"Pessimism of the intellect; optimism of the will" ~ Antonio Gramsci

Wednesday, 15 April 2015

Who Hires Whom in Cooperatives?

It is usually assumed in the literature that whereas in a capitalist firm capital hires labour, in a cooperative firm labour hires capital. This may be an accurate description of a capitalist firm, in which the owners of the firm’s capital enjoy residual claims and control rights, paying workers a rental fee (that is, a wage) in return for their labour. In cooperatives, however, even if ‘labour hires capital’ in some theoretical sense, worker-owners do not necessarily hire capital from somebody else (although they may). Rather, many cooperatives in the Western world are self-financing, meaning that members contribute both labour and capital, receiving both wages and dividends; the roles of worker and capitalist are merged into one person. In fact, it is almost as if workers have become “their own capitalists”, as Marx bemoaned, by hiring their own labour (and each other’s). This can be clearly seen when one considers that many cooperatives hire non-member workers, who receive only a wage and have no control rights. The only thing that distinguishes these non-member-workers from worker-members is that they have not contributed any capital in the form of a membership fee.

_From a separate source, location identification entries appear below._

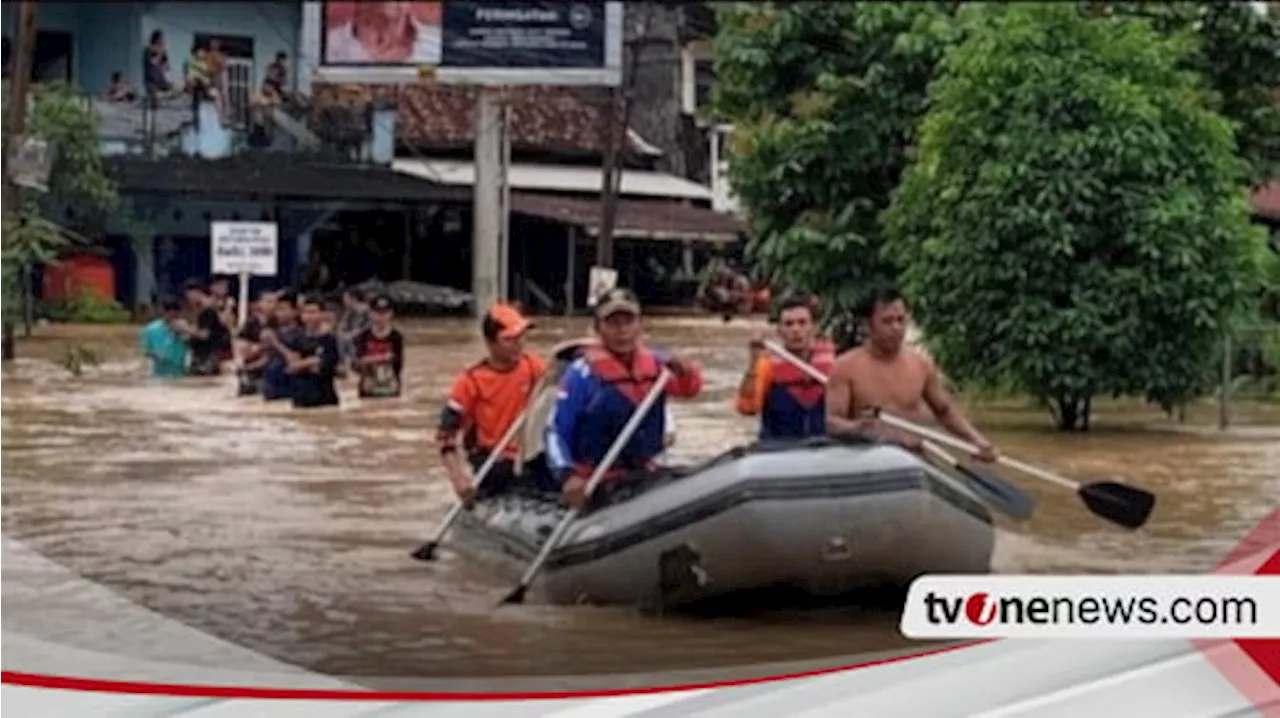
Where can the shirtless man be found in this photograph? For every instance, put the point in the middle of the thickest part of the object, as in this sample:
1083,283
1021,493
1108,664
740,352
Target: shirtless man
887,374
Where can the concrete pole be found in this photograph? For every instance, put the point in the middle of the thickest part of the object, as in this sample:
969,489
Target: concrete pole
23,50
487,202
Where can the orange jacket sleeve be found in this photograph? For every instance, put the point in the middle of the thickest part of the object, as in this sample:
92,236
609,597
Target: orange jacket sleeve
750,397
689,385
458,412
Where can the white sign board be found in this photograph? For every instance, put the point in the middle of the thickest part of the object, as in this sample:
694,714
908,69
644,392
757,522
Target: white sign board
245,247
599,280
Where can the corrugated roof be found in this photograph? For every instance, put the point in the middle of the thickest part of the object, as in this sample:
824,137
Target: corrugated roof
636,219
560,178
274,173
442,117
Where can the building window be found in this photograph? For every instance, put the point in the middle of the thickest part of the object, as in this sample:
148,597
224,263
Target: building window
54,55
704,82
238,79
698,78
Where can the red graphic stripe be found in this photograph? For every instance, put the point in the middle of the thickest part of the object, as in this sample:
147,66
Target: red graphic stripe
94,685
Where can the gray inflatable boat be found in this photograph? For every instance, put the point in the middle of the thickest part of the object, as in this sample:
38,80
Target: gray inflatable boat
821,516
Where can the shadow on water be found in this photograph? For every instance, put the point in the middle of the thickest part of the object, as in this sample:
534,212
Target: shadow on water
289,531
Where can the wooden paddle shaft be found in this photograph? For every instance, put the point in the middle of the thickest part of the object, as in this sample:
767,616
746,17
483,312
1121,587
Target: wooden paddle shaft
480,474
959,444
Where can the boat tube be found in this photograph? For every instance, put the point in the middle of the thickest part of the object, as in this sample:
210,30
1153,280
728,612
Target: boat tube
822,516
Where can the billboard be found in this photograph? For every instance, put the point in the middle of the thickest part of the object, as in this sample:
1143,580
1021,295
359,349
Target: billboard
467,42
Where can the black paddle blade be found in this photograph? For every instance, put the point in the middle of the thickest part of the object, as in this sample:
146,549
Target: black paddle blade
999,493
517,595
1127,506
425,552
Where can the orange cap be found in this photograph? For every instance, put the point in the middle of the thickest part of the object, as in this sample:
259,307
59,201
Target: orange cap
504,321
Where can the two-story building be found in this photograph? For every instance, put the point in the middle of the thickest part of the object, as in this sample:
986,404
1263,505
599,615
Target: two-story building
181,165
376,183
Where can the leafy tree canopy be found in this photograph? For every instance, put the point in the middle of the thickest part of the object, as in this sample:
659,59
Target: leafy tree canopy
62,118
1075,223
1238,53
824,99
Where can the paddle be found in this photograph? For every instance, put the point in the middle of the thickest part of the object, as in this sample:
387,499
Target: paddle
1116,502
426,552
999,493
517,594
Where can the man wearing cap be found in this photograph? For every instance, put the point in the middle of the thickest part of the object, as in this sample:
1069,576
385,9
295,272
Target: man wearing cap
602,389
379,352
791,405
485,399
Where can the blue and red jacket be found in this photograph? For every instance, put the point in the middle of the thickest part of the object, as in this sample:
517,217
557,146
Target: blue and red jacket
598,394
791,403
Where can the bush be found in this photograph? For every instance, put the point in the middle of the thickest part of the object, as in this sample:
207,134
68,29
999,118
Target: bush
86,307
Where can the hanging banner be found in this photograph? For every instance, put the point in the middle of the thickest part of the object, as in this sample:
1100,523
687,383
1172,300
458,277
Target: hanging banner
465,42
522,35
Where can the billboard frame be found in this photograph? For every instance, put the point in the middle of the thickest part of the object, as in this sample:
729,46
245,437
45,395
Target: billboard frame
311,55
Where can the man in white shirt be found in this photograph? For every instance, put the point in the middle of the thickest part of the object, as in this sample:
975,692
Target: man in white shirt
383,33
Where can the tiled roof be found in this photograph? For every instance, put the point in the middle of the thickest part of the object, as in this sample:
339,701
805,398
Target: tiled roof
442,117
1266,201
640,219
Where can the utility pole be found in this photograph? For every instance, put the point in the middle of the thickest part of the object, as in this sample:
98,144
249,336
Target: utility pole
615,135
19,87
487,223
609,196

What about the fact that voting rights in cooperatives are usually allocated on a 'one-member-one-vote' basis? Doesn't this imply that control rights have in fact been allocated to labour rather than capital? That could well be the case - control rights could have been separated from residual claims, the former vested in labour and the latter vested with capital (but both ultimately remaining with the same persons). However, the equal-voting principle can also be explained by the fact that members usually contribute an equal amount of capital, at least with regard to their membership; in some cooperatives the membership contribution is set at a token $1, for example. Indeed, in some cooperatives that allow for variable amounts of internal investment by members, voting rights are allocated in proportion to capital contributions. And, of course, the principle could simply represent a historical or philosophical remnant of the cooperative movement rather than a necessary result of the way that cooperatives function.

To be sure, cooperatives may issue debt to outside investors, paying interest on the debt, which would indeed be a case of ‘labour hiring capital’. Furthermore, in post-Communist Yugoslavia, workers in self-managed enterprises did not own the capital of those enterprises, but rather rented it from (that is, paid interest on it to) the state. The workers received only wages as remuneration, but these wages were really a form of dividend as they were set by workers themselves according to the firm’s anticipated net earnings (akin to profits). This was also a case of labour hiring capital, with the capital owned by the government rather than by capitalists. However, a complication arises when cooperatives issue non-voting equity to investors – although the investors do not enjoy control rights, they do enjoy residual claims; so, although they do not hire labour, they nevertheless part-own the firm. And, of course, if those investors do enjoy voting rights, then the firm is no longer a cooperative in a strict sense but has rather ‘degenerated’ into some sort of hybrid between a cooperative and a capitalist firm, such as Spain’s sociedades laborales, which are at least 51% owned/controlled by their workers. In that case, it is impossible to say who is hiring whom! In fact, both capital-owners and worker-owners are hiring labour, the latter from themselves.

The question posed in the title presents even more surprising answers. A consumer cooperative, for example, can in fact be considered a variation of a capitalist firm, because the member-owners, who pay a membership fee and receive dividends (for example in the form of coupons), hire labour from employees. Conversely, you could say that a ‘classical firm’, in which the capitalist-owner also manages, is a variation of cooperative enterprise – as in a cooperative, a set of worker-capitalists are hiring their own labour, this time in the form of management (a particular kind of labour). One apparent difference between a cooperative and a classical firm is that the labour of non-owners is hired along with that of the owner; but as I mentioned earlier, this also occurs in many (hybrid) cooperatives! A partnership, moreover, would appear to be even less distinct from a cooperative. So really these archetypal firms are best conceived on a spectrum.

Another interesting case is that of the Mondragón group of cooperatives and those that have mimicked it. In Mondragón, workers receive wages that are connected to net earnings and so are similar to dividends. At the same time, they own ‘internal capital accounts’, which are essentially savings accounts within the firm that accrue interest over time. This system represents the inverse of a conventional cooperative: whereas in the latter, it is as if worker-capitalists own/control the firm and hire labour from themselves, in the former it is as if workers own and control the firm in their capacity as labourers, and instead hire capital from themselves!